A few weeks after the July 8, 1998, board meeting, plaintiff Greenberg spoke by telephone to Stahl's senior advisor and attorney who informed him that, unless Plaintiffs conveyed their interest in NewVest to defendant Stahl for no consideration, Stahl's lawyers would sue Plaintiffs. (Id. ¶ 49.) Based on the false information provided to Plaintiffs concerning NewVest's finances, and unaware of the pending payoff of the Los Alamitos mortgage, Plaintiffs, on July 28, 1998, assigned their interests in NewVest and its related LLCs to defendant Stahl for no consideration. (Id. ¶ 51.) On or about July 28, 1998, Plaintiffs executed a final Assignment Agreement, dated as of July 1, 1998 (the "Assignment Agreement"), pursuant to which the transfer was completed. (Id.) The Assignment Agreement also included a broad general release running between defendant Stahl, on the one hand, and Plaintiffs, on the other hand. (Id. ¶ 52.) The general release covered claims in connection with NewVest, the LLCs, and their business activities. (Id.)

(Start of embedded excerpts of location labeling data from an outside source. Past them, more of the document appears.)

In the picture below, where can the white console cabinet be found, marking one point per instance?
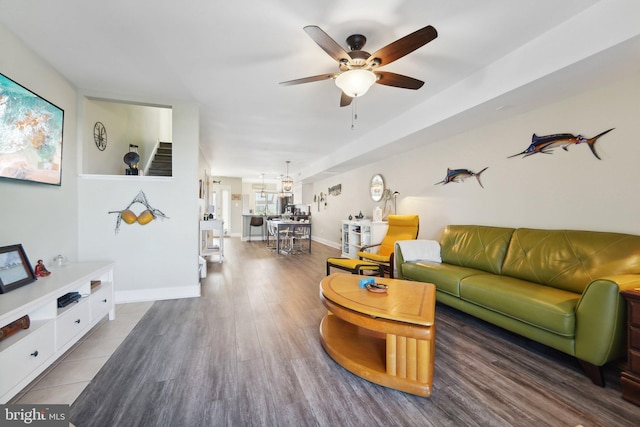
(27, 353)
(356, 234)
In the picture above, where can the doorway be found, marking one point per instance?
(221, 202)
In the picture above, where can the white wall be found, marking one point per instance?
(568, 189)
(42, 217)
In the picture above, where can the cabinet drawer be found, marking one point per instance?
(72, 322)
(26, 355)
(101, 302)
(633, 361)
(634, 313)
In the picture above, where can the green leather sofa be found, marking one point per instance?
(558, 287)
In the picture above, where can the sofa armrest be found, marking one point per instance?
(601, 319)
(415, 250)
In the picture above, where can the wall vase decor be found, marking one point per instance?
(459, 175)
(545, 144)
(145, 217)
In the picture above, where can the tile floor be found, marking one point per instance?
(63, 381)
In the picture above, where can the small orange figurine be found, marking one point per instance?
(41, 270)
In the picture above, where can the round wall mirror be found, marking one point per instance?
(377, 187)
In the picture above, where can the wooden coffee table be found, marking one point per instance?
(386, 338)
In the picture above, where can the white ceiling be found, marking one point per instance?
(229, 56)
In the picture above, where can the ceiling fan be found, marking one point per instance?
(359, 69)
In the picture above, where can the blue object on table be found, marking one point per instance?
(362, 283)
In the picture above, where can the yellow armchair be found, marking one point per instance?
(401, 227)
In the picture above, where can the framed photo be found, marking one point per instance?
(30, 135)
(15, 269)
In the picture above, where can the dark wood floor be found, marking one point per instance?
(247, 353)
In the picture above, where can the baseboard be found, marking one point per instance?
(157, 294)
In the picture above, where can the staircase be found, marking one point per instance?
(161, 163)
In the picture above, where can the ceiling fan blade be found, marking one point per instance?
(345, 99)
(398, 80)
(308, 79)
(404, 46)
(327, 43)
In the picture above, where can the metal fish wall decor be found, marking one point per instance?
(459, 175)
(145, 217)
(546, 144)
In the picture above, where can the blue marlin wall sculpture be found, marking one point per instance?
(545, 144)
(459, 175)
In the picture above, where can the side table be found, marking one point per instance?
(630, 378)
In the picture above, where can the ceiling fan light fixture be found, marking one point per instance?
(355, 83)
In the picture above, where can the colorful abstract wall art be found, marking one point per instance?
(30, 135)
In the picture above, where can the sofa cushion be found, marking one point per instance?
(569, 259)
(446, 277)
(538, 305)
(475, 246)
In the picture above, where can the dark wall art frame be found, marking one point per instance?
(15, 268)
(30, 135)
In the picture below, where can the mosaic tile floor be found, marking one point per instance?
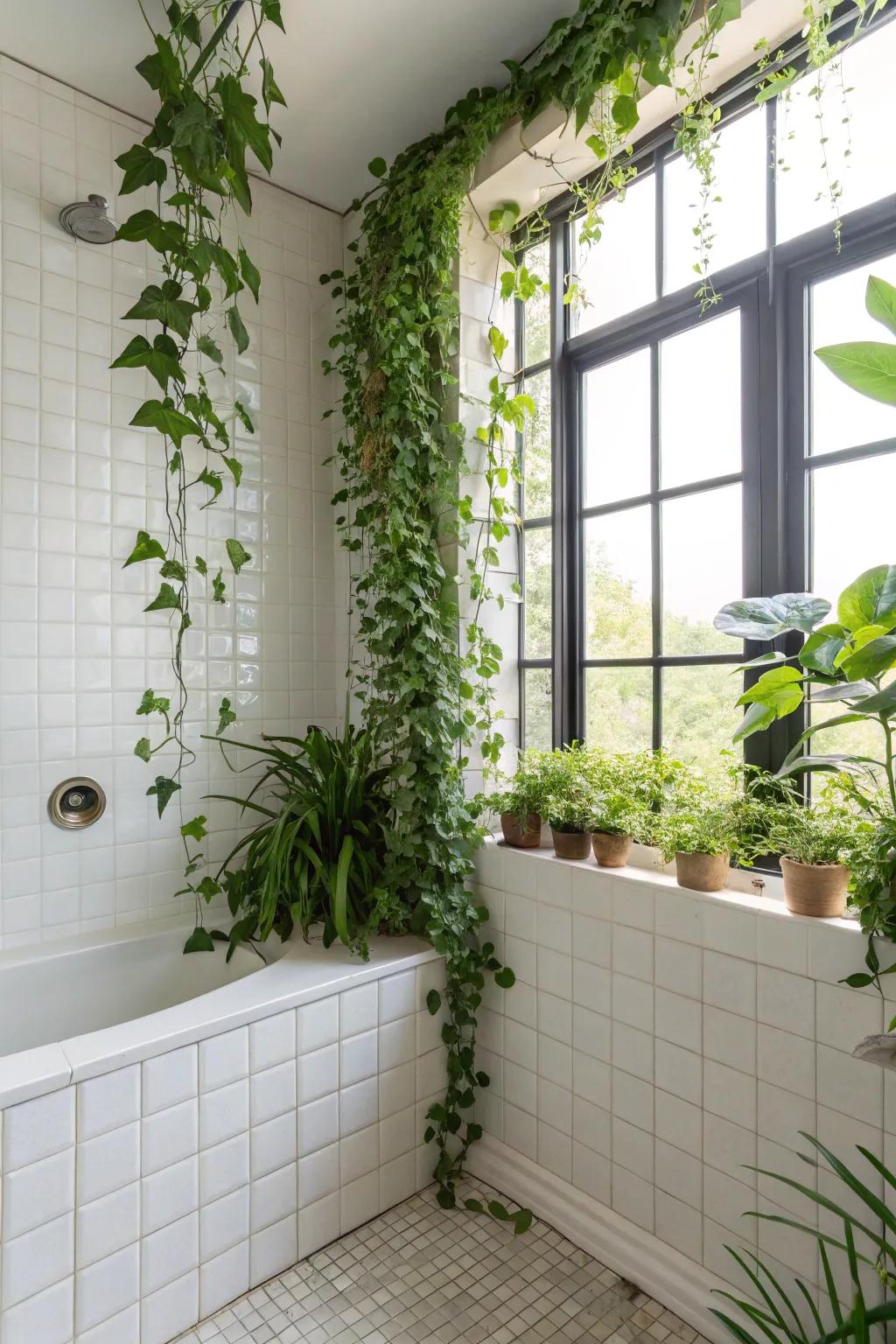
(421, 1276)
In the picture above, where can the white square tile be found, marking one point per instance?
(223, 1278)
(396, 1090)
(223, 1168)
(358, 1058)
(170, 1080)
(396, 1042)
(172, 1309)
(271, 1093)
(37, 1194)
(318, 1025)
(359, 1105)
(273, 1250)
(271, 1145)
(786, 1060)
(107, 1225)
(318, 1074)
(274, 1198)
(108, 1102)
(786, 1002)
(679, 1173)
(108, 1163)
(318, 1225)
(38, 1130)
(47, 1318)
(168, 1195)
(167, 1254)
(170, 1136)
(223, 1060)
(107, 1288)
(398, 996)
(271, 1040)
(38, 1260)
(223, 1113)
(730, 983)
(358, 1010)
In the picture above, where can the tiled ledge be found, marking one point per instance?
(739, 920)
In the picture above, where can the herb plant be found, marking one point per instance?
(318, 851)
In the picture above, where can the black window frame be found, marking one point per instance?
(773, 290)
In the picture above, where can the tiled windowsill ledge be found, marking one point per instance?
(738, 920)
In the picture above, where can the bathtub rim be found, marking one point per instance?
(303, 975)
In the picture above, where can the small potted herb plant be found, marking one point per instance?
(519, 802)
(569, 797)
(813, 842)
(702, 839)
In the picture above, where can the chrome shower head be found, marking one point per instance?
(88, 220)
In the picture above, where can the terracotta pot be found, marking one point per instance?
(612, 851)
(571, 844)
(816, 889)
(522, 837)
(702, 872)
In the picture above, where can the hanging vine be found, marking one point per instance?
(193, 159)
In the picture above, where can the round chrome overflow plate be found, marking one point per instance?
(75, 804)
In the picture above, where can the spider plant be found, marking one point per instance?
(868, 1242)
(316, 855)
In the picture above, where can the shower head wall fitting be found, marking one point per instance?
(89, 220)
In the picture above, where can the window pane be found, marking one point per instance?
(536, 709)
(536, 608)
(700, 714)
(536, 448)
(840, 416)
(618, 709)
(617, 429)
(702, 569)
(618, 584)
(737, 220)
(852, 522)
(537, 310)
(618, 273)
(870, 170)
(700, 401)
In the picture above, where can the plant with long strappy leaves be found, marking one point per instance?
(780, 1314)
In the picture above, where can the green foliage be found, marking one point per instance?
(858, 1238)
(196, 150)
(318, 855)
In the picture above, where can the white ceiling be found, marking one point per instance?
(361, 77)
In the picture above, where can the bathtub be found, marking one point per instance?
(175, 1130)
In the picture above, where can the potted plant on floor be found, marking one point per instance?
(813, 843)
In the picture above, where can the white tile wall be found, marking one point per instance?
(703, 1033)
(77, 481)
(138, 1201)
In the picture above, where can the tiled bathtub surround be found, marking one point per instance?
(137, 1201)
(659, 1043)
(77, 483)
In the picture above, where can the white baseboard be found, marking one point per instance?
(642, 1258)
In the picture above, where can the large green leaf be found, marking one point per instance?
(767, 617)
(866, 366)
(880, 301)
(870, 599)
(872, 660)
(821, 649)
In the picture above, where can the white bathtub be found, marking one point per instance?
(176, 1130)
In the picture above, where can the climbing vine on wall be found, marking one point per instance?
(193, 160)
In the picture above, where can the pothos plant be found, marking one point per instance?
(193, 160)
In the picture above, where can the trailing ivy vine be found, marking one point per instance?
(195, 162)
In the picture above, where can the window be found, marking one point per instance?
(679, 461)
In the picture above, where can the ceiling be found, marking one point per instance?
(361, 77)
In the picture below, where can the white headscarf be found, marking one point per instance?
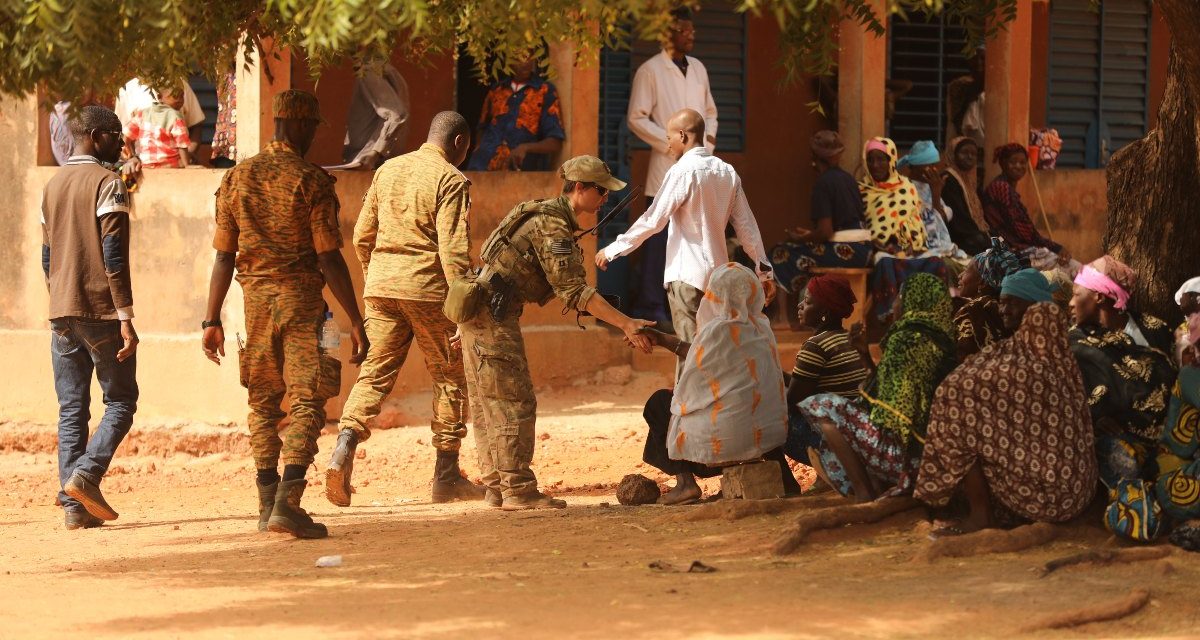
(730, 401)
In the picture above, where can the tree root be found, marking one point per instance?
(737, 509)
(837, 516)
(991, 540)
(1104, 611)
(1104, 557)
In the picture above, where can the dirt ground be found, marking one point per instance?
(185, 557)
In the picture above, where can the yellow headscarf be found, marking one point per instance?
(893, 207)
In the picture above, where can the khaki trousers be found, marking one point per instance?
(391, 326)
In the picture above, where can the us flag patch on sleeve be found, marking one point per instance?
(562, 246)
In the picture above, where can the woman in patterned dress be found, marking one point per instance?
(1011, 426)
(1128, 372)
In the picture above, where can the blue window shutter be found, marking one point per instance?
(720, 46)
(1099, 77)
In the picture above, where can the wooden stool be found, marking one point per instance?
(857, 277)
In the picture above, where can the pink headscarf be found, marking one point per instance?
(1093, 280)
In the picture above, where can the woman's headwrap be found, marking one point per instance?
(1027, 285)
(922, 153)
(1109, 277)
(1191, 286)
(833, 293)
(1001, 154)
(996, 263)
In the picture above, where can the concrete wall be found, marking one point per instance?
(172, 257)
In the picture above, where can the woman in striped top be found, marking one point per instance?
(827, 363)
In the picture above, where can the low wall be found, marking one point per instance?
(172, 259)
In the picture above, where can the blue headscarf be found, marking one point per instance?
(1027, 285)
(996, 263)
(922, 153)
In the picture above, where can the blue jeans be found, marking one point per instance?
(78, 347)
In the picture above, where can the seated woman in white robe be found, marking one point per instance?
(729, 405)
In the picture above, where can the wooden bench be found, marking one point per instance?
(858, 279)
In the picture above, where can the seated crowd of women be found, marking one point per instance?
(1009, 402)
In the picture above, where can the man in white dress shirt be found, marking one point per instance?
(700, 195)
(663, 85)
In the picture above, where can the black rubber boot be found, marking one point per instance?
(265, 502)
(287, 516)
(341, 466)
(448, 482)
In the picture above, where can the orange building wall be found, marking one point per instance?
(775, 165)
(431, 89)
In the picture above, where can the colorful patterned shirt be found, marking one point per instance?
(159, 132)
(413, 235)
(829, 359)
(277, 211)
(514, 117)
(225, 135)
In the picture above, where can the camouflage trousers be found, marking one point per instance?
(502, 401)
(391, 326)
(282, 358)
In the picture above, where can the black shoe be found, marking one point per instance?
(448, 482)
(76, 519)
(265, 502)
(341, 466)
(533, 501)
(287, 516)
(88, 494)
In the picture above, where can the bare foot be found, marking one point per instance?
(682, 495)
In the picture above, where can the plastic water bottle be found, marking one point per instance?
(330, 334)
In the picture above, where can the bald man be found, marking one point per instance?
(700, 195)
(412, 239)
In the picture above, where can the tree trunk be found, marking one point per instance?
(1155, 183)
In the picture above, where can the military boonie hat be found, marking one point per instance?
(295, 105)
(589, 169)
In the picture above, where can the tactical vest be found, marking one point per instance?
(513, 256)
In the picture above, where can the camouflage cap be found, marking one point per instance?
(295, 105)
(589, 169)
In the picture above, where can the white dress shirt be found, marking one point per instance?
(659, 91)
(701, 195)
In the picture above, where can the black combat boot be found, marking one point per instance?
(265, 502)
(448, 480)
(287, 516)
(337, 476)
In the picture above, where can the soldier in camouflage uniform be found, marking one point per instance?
(531, 257)
(277, 222)
(412, 239)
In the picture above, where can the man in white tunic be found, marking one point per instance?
(663, 85)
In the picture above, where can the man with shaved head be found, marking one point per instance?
(412, 240)
(85, 258)
(700, 195)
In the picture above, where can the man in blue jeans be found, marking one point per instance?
(85, 256)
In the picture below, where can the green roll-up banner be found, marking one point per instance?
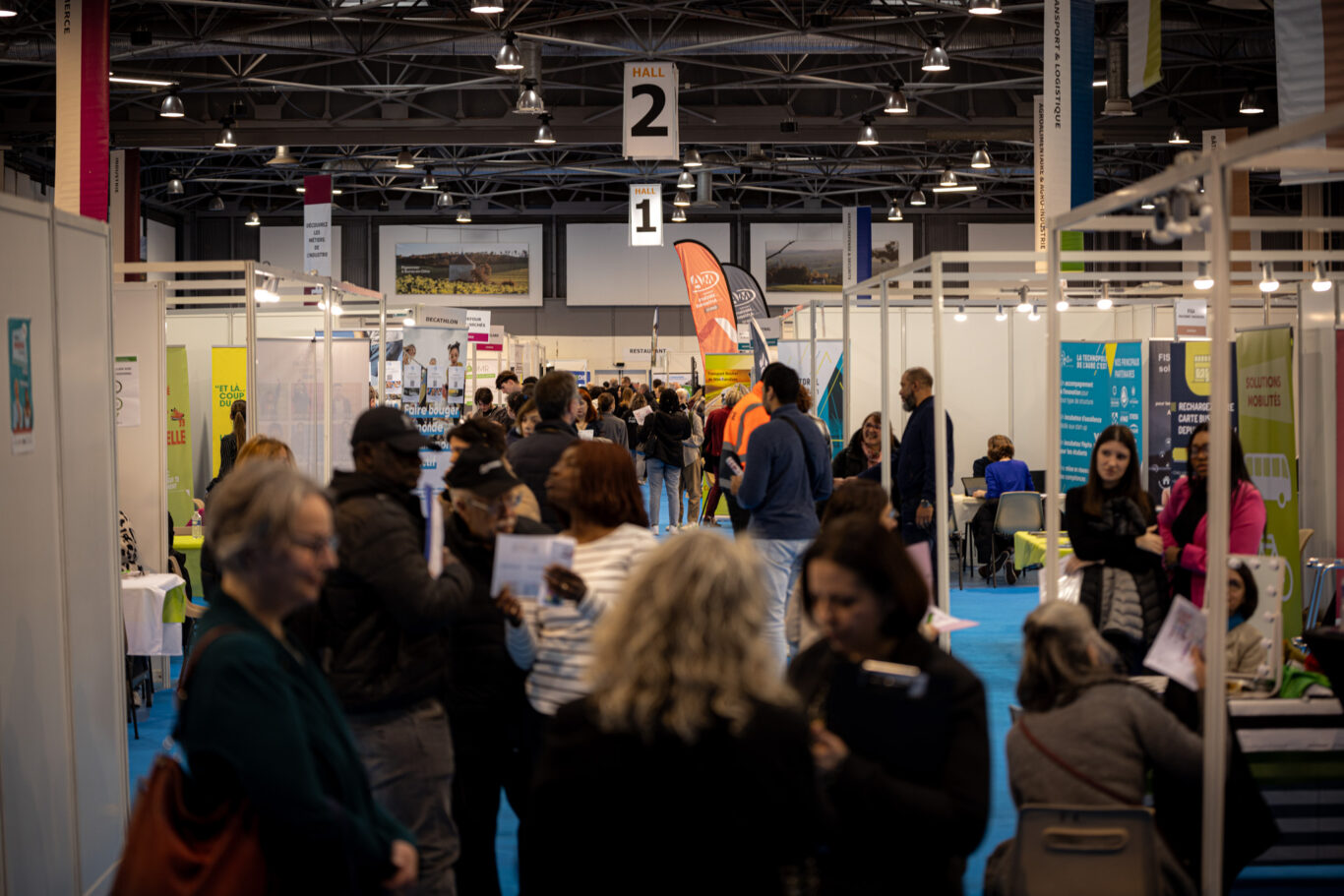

On August 5, 1998, the Los Alamitos mortgage was paid off and NewVest received more than $800,000 in cash, which NewVest then distributed directly to defendants Stahl and Savastano. (Id. ¶ 58.) By late July 1999, Plaintiffs had not received their 1998 K-1 income tax schedules for NewVest and the related LLCs. (Id. ¶ 71.) Defendants engaged in a pattern of delay, repeatedly refusing to provide essential tax and financial information to Plaintiffs. (Id. ¶ 72, 74-77, 84.) Further, the Schedules K-1 ultimately received by Plaintiffs were flawed, in that they reported and allocated income improperly. (Id. ¶¶ 81, 84.) The improper allocation of ordinary income in NewVest's Schedules K-1 was designed specifically to transfer tax liability from Defendants to Plaintiffs. (Id. ¶ 84.) When Plaintiffs discovered the impermissible and erroneous allocations, they raised the issue with Defendants. (Id.) Rather than remedy the situation, Defendants refused to release information, delayed the process, and ultimately did not correct the errors. (Id.)

DISCUSSION

Rule 12(b)(1) Motion

A case is properly dismissed for lack of subject matter jurisdiction under Rule 12(b)(1) of the Federal Rules of Civil Procedure when the district court lacks the statutory or constitutional power to adjudicate it. See Makarova v. United States, 201 F.3d 110, 113 (2d Cir. 2000). A plaintiff asserting subject matter jurisdiction generally has the burden, once challenged, of proving by a preponderance of the evidence that jurisdiction exists. See id. Unlike a motion to dismiss under Rule 12(b)(6), a motion to dismiss for lack of subject matter jurisdiction is not directed to the claim's merits. See Exchange Nat'l Bank of Chicago v. Touche Ross & Co., 544 F.2d 1126, 1130-1 (2d Cir. 1976).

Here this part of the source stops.